林月梅轉移話題,說道:“那你說這個人爲什麽還會有那種毒液?那病菌當初我們不是都銷毀了嗎?”
朱顔搖搖頭:“這個我就不得而知了,不過,倒是可以好好打問問。”
說着,朱顔彎下腰,将那男子提了起來:“你好啊!”
那男子被提起來,頓時看見了朱顔:“是你?”
朱顔驚訝的問道:“難不成你還認識我?”
那男子頓時閉口不言!
朱顔笑道:“看來這其中還有好多事情我不知道的。”
說着,朱顔直接是将那男子丢在地上坐着,自己來到一邊的凳子上面坐下,一揮手,那原本開着的門,頓時關閉。

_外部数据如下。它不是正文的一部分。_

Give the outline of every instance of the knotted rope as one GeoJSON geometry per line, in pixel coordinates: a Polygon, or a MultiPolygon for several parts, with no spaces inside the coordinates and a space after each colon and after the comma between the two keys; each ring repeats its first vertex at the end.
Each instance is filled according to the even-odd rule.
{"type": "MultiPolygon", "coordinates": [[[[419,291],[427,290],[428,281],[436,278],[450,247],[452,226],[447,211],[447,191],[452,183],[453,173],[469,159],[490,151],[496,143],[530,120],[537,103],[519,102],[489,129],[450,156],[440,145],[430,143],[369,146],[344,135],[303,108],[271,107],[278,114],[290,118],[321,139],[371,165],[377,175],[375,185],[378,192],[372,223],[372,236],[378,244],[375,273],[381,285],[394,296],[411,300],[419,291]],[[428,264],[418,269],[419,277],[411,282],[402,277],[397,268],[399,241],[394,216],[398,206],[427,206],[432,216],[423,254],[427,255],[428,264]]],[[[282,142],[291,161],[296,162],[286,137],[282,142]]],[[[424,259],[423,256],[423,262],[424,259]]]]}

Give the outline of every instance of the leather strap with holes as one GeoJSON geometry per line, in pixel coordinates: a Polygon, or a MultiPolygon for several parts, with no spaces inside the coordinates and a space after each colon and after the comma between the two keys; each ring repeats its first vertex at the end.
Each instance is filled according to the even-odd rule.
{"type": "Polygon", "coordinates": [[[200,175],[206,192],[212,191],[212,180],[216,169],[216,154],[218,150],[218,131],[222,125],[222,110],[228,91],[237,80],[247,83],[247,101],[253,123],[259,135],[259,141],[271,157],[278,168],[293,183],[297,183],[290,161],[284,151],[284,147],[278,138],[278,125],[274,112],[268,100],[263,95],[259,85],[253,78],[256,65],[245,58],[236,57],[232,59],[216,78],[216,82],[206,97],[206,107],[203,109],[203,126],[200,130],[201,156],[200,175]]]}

朱顔隔空将那地上的注射器拾起來,拿在手中,眼睛卻是盯着那男子,說道:“你要是好好的招了,我自然不會爲難你。但是你要是不說,我必然有一千種讓你生不如死的方法在,你信與不信?”
那男子不信!所以他一句話都沒有說。
朱顔笑了笑:“看來還是需要見識一下厲害之後,你才有那個覺悟。”
朱顔說着,手再次一揮,頓時幾枚銀針再次朝那男子激射而去,頓時沒入那男子的體内。
銀針入體,頓時就是一種痛入骨髓的痛,那男子頓時就顫抖了起來,額頭上面立即見汗。
可是,他還是咬牙堅持,不透露一點口風。
朱顔沒有表現出來不耐煩,而是微笑道:“好嘛!你果然不錯,那我就看看,我們兩個到底是誰能耗得過誰?”
朱顔說着,再次揮手,又是幾枚銀針,頓時沒入他的體内。
“啊!”這一次,那男子尖叫了出來,他再也忍不住那種撕心裂肺的痛苦了。
可是,卻還是沒有松口。
朱顔點點頭,再次兩根銀針射出,頓時沒入他的肋下。
那男子頓時閉口,原本的尖叫都強制性的将它斷了。但是,整個臉,卻是憋得通紅。
僅僅是五個呼吸的時間,他再也忍不住,大笑了出來:“哈哈哈......我說,我說......哈哈哈......”
他身上奇癢無比,再也忍不住了,隻好張口招了。
朱顔笑着看來林月梅一眼,随即淡淡的說道:“來吧,我倒是想聽聽,這到底是什麽!”